Koordinator Program Mampu (Maju Perempuan Indonesia Untuk Penanggulangan Kemiskinan) PPSE Keuskupan Atambua Mikael Leuape menyampaikan hal itu kepada media di Atambua, Jumat (19/8).

Menurut dia, salah satu dukungan media massa baik cetak maupun elektronik bisa menyebarluaskan informasi tentang program pemberdayaan perempuan dan anak.

“Masalah perempuan dan anak korban kekerasan perlu dipublikasikan. Karena itu kita libatkan media untuk dukung program kita,” ujar Leuape.

Lanjut dia, pihaknya juga mendorong agar segera dibentuk lembaga Pusat pelayanan terpadu pemberdayaan perempuan dan anak (P2TP2A) di Belu.
Kelembagaan itu penting hadir untuk memberikan perhatian kepada kaum perempuan dan anak guna menangani kasus kekerasaan terhadap perempuan dan anak.

“Kita juga sudah lakukan penguatan kapasitas untuk DPRD perempuan, dan sudah studi banding di Makasar. Lembaga ini nantinya dibawah binaan Badan Pemberdayaan Perempuan, sehingga mereka yang akan mengurus atau menangangi korban-korban kekerasan,” urai Leuape.

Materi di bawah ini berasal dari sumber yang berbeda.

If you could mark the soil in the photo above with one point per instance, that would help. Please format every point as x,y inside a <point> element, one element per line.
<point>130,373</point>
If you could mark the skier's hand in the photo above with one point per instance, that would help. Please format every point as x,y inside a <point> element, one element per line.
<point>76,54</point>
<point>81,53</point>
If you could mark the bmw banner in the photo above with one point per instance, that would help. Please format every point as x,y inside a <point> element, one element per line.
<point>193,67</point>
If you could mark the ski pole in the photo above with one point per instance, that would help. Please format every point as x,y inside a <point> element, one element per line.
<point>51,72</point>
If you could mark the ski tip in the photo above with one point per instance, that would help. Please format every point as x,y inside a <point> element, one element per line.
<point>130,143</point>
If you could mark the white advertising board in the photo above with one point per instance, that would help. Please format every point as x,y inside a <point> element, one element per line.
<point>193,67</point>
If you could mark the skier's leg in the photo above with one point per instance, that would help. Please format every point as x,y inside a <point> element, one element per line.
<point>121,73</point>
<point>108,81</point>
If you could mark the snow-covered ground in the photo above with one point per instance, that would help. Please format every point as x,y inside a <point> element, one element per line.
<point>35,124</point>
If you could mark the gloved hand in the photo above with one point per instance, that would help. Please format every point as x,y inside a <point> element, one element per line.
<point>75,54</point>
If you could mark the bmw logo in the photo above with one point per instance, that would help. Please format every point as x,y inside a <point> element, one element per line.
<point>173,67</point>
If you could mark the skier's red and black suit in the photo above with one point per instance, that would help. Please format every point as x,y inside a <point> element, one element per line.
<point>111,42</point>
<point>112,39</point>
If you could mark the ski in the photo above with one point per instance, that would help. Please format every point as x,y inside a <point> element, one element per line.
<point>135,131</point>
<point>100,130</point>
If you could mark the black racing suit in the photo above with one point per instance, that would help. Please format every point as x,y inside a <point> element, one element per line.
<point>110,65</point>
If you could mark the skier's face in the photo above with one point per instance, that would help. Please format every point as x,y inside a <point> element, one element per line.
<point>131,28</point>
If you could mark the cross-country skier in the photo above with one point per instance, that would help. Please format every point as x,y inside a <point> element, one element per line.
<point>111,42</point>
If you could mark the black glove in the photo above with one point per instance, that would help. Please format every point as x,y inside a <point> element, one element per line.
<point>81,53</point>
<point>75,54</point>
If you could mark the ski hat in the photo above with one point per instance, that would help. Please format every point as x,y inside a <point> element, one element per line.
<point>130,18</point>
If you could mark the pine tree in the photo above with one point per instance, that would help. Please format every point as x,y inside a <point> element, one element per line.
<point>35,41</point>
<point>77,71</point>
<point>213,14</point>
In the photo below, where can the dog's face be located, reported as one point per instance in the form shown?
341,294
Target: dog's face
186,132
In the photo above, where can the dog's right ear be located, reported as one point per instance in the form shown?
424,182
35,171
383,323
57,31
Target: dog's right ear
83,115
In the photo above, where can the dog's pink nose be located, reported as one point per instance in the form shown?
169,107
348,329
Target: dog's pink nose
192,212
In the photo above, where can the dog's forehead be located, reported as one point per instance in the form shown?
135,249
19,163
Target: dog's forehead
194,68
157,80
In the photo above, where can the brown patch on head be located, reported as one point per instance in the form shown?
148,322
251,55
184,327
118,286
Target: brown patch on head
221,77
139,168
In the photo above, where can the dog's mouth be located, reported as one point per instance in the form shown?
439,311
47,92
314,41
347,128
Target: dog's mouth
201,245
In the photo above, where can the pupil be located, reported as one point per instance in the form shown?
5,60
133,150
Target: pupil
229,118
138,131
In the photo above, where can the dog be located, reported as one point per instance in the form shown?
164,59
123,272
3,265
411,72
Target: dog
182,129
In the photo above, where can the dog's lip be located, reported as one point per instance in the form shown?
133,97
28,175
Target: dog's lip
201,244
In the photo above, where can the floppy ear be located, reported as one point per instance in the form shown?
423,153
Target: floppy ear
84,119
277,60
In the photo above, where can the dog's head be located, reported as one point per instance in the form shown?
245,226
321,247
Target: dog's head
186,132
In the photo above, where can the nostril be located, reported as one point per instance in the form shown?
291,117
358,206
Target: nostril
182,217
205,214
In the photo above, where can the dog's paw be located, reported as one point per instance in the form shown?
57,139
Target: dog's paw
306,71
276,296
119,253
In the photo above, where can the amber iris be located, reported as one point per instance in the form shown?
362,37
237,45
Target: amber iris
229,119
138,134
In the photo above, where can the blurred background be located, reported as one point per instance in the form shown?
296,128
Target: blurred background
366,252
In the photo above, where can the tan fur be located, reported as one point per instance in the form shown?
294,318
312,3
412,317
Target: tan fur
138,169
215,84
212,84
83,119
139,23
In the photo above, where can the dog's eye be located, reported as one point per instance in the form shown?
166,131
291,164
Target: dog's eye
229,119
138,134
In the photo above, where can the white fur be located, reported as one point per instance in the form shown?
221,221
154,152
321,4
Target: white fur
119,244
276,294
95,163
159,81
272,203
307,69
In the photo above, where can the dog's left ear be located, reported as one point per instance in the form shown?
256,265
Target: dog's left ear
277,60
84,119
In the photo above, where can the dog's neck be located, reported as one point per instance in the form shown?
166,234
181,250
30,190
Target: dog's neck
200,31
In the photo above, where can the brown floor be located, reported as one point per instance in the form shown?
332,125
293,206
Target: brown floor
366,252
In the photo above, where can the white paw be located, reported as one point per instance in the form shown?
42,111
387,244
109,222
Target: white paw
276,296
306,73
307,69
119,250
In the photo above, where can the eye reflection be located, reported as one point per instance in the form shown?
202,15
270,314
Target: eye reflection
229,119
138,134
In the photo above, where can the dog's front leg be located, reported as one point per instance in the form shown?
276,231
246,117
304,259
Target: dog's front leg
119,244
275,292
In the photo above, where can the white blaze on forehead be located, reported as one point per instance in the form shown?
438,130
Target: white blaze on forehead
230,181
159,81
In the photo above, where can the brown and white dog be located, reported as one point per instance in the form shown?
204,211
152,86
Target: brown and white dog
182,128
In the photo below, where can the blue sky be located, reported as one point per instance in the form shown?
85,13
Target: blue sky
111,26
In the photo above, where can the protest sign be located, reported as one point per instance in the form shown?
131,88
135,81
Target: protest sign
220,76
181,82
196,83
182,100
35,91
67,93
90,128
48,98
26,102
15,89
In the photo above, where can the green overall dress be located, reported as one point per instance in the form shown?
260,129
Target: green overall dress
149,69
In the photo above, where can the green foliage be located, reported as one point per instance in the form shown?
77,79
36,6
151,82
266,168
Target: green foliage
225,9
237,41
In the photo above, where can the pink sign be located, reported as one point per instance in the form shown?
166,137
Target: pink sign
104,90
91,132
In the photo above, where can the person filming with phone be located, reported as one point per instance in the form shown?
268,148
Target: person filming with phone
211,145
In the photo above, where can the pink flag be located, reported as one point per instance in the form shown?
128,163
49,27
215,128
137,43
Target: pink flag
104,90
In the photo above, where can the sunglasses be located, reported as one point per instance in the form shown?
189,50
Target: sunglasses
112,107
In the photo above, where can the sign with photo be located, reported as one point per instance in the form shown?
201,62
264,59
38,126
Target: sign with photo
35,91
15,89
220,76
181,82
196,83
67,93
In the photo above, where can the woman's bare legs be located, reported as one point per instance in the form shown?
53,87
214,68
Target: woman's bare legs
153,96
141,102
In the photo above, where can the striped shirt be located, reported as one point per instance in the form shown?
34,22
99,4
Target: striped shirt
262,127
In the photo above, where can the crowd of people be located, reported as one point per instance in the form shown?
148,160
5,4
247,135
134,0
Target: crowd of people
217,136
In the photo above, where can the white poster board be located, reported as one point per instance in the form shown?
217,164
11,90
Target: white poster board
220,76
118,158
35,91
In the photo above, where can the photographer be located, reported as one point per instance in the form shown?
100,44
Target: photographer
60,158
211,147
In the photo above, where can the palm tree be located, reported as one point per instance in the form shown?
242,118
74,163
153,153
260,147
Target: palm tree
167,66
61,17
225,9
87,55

Masih menurut dia, ada lima isu penting di Belu yakni, perlindungan sosial, kekerasan terhadap perempuan dan nak, buruh migran dan kesehatan reproduksi secara umum.
Ketentuan Perda pemberdayaan perempuan sudah ada.

“Kita dorong DPRD agar disediakan anggaran, karena itu penting. Masih banyak korban kekerasan terhadap perempuan dan anak dikampung, yang tidak dapat penanganganan dan pendampingan. Kita akan dorong terus sehingga kelembagaan itu terbentuk di Belu,” kata dia.

Tambah Leuape, pihaknya juga membantu sekitar 300 anak dari kaluarga miskin di wilayah Belu untuk mendapatkan akte kelahiran secara gratis. “Kita sudah koordinasi dengan Dispenduk dan akan blow up sehingga proses penerbitan cepat dilakukan,” pungkas dia.